Continua la pubblicazione di alcuni post estratti dal libro “Suoni dell’anima – l’essenza nascosta della voce” (Minerva Edizioni)
La voce come il suono ha la caratteristica di essere impalpabile ed eterea, questo forse è uno dei motivi della fascinazione che proviamo. La voce non solo è veicolo per il linguaggio e l’espressione, ma è anche utilizzata in contesti artistici e creativi, ad esempio attraverso il canto. La voce quindi può essere considerata a ragione un vero e proprio strumento musicale, uno dei primi utilizzati dall’uomo…
In tutte le epoche il “potere della voce “ si è manifestato tramite i sacerdoti e gli oracoli dell’antichità, fino ai cantanti più raffinati dei nostri giorni. La voce ha sempre concorso nel determinare il potere personale di coloro che sapevano utilizzarla al pari di uno strumento. Ma perché può avere questo effetto così seducente? Quante volte siamo stati attratti dal timbro di una voce senza riuscire a spiegarcene la ragione? Cosa trasmette la voce oltre alla vibrazione fisica delle corde vocali?
A questo proposito il grande maestro sufi Hazrat Inayat Khan racconta questa antica leggenda orientale “ quando Dio fece l’uomo da un impasto di creta e chiese all’anima di entrarvi, questa si rifiutò di entrare in quella casa-prigione. Dio allora comandò agli angeli di cantare e mentre questi cantarono, l’anima, inebriata dal canto, entrò.”
La voce è energia, fisica, ma non solo. E’ un veicolo, un mezzo per portare all’esterno il linguaggio, i concetti legati alla sfera del verbale, ma anche la vibrazione che da’ vita all’emozione. Questo fa della voce lo strumento più potente a disposizione dell’essere umano, di qualsiasi età, razza, religione o estrazione sociale!

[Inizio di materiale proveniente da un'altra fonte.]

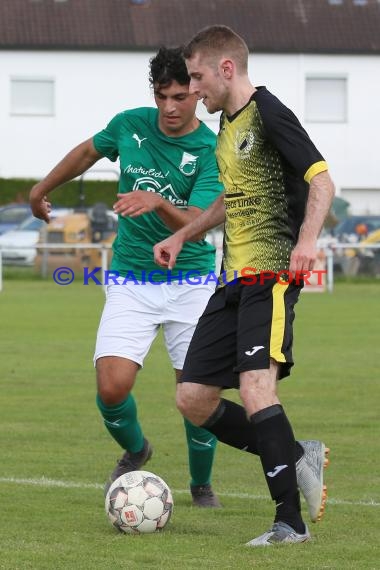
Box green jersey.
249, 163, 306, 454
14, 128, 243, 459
93, 107, 223, 281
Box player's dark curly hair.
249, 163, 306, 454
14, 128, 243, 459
149, 47, 190, 87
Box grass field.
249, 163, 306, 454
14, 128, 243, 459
0, 279, 380, 570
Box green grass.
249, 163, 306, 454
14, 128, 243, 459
0, 277, 380, 570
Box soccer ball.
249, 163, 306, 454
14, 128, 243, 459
105, 471, 173, 534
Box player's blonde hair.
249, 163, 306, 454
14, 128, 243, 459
183, 25, 249, 74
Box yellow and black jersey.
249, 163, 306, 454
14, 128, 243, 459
216, 87, 327, 281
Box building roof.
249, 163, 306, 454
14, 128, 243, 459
0, 0, 380, 54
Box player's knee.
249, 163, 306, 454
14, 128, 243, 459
176, 384, 194, 414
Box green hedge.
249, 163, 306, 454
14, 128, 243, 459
0, 178, 117, 208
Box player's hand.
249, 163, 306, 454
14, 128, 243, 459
113, 190, 163, 218
289, 237, 318, 278
153, 234, 183, 269
29, 187, 51, 224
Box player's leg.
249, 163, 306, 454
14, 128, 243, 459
163, 284, 221, 508
94, 285, 159, 481
237, 279, 310, 546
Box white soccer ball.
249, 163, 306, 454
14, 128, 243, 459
105, 471, 173, 534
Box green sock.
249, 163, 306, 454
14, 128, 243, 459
184, 419, 217, 485
96, 394, 144, 453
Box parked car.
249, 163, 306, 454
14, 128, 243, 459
0, 208, 72, 265
0, 204, 32, 235
345, 229, 380, 277
318, 214, 380, 276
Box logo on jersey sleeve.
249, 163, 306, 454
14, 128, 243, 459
179, 152, 199, 176
132, 133, 147, 148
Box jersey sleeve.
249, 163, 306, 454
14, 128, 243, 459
188, 148, 223, 210
257, 92, 328, 183
92, 113, 122, 162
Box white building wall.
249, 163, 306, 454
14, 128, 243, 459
0, 51, 380, 213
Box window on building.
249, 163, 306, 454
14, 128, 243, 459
11, 77, 55, 116
305, 77, 347, 123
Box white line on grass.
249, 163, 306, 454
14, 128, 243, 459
0, 477, 380, 507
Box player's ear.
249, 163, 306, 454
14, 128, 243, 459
219, 58, 235, 79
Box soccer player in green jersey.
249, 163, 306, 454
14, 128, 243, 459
155, 26, 334, 547
30, 48, 226, 507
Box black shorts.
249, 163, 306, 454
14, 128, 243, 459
181, 278, 302, 388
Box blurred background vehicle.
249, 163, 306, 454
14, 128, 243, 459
0, 208, 72, 265
34, 202, 118, 275
0, 204, 32, 235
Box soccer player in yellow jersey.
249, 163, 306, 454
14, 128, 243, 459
155, 26, 334, 546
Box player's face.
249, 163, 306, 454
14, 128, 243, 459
186, 53, 228, 113
154, 81, 199, 137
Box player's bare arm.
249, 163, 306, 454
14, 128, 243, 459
153, 195, 225, 269
29, 139, 102, 222
289, 171, 335, 274
113, 190, 206, 232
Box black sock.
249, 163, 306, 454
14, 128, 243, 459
251, 404, 305, 533
202, 399, 259, 455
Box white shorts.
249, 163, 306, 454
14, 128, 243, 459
94, 278, 215, 370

Origine del metodo Vocal Harmonics in Motion
Come musicoterapeuta, mi sono sempre chiesto come mai diverse tecniche e metodi in musicoterapia non contemplassero l’utilizzo della voce, che in fondo è il primo strumento a nostra disposizione. Ho cominciato ad interessarmi del possibile utilizzo della voce in terapia molti anni fa e mi sono convinto della sua efficacia durante i numerosi viaggi che ho effettuato in oriente.
Durante uno dei momenti più illuminanti di questo percorso, in un villaggio dell’ India centrale, mi trovai ad intrattenere dei ragazzini di età scolare che parlavano un inglese appena comprensibile non permettendo di instaurare una relazione immediata;pensai quindi di utilizzare le vocali per improvvisare dei canti e delle vocalizzazioni. Tutti i bambini risposero subito con entusiasmo creando quasi istantaneamente un clima di condivisione, di comunicazione , di relazione. Per un’ora abbondante le vocali divennero il nostro linguaggio, le voci, i nostri strumenti.
Quell’episodio mi fece riflettere. Cosa aveva aperto i canali di comunicazione, cosa aveva favorito la socializzazione e il divertimento? In quel caso la voce era diventata lo strumento che aveva permesso l’integrazione, perché tutti, bene o male, erano in grado di utilizzarla, di “suonarla”, senza bisogno di imparare una canzone con un testo, bastava lasciarsi andare all’emozione, al canto corale.
Le vocali avevano trasceso il linguaggio per divenire un’entità transverbale.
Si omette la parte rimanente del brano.